日本型標準加速化モデル2025:標準化と認証の新・国家戦略
発表日:2025.06.16
経済産業省は、日本産業標準調査会基本政策部会の議論を踏まえ、「新たな基準認証政策の展開-日本型標準加速化モデル2025-」を公表した。これは、2023年に策定された「日本型標準加速化モデル」の改訂版であり、グローバル市場における標準化競争の激化を背景に、我が国の産業政策と連動した標準化・認証体制の強化を目的としている。──「標準化」とは、製品やサービスの品質・安全性を確保するための共通ルールのことであり、「認証」はその準拠性を第三者が確認する制度である。
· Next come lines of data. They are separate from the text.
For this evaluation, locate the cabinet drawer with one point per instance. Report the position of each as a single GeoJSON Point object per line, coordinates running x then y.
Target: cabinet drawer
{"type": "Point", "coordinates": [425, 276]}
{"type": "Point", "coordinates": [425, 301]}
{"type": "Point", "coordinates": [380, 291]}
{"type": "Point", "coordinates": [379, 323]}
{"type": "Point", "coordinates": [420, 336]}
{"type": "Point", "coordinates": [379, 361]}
欧州では、規格・認証がサプライチェーン全体に拡大される傾向が強まっており、日本もこれに対応する必要がある。
新たな政策では、(1)特定分野における国主導の戦略的標準化、(2)国内認証機関の強化の2点が柱となる。前者では、技術・市場の成熟度や産業横断性を基に、5つのパイロット分野を設定し、分野全体の標準化戦略を策定。経済産業省と連携し、知見を集約する「伴走組織」を設置することで、標準化の「型」化を進める。後者では、国外認証機関への依存による機微情報の流出リスクを踏まえ、国内認証機関の戦略的連携や海外展開を促進。GX-ETS(排出量取引制度)などの国内規制対応を通じて、認証基盤の強化と人材育成を図る。
これらの施策は、国際的なルール形成において日本が主導的立場を確保するための基盤整備であり、今後は他分野への展開も視野に入れている。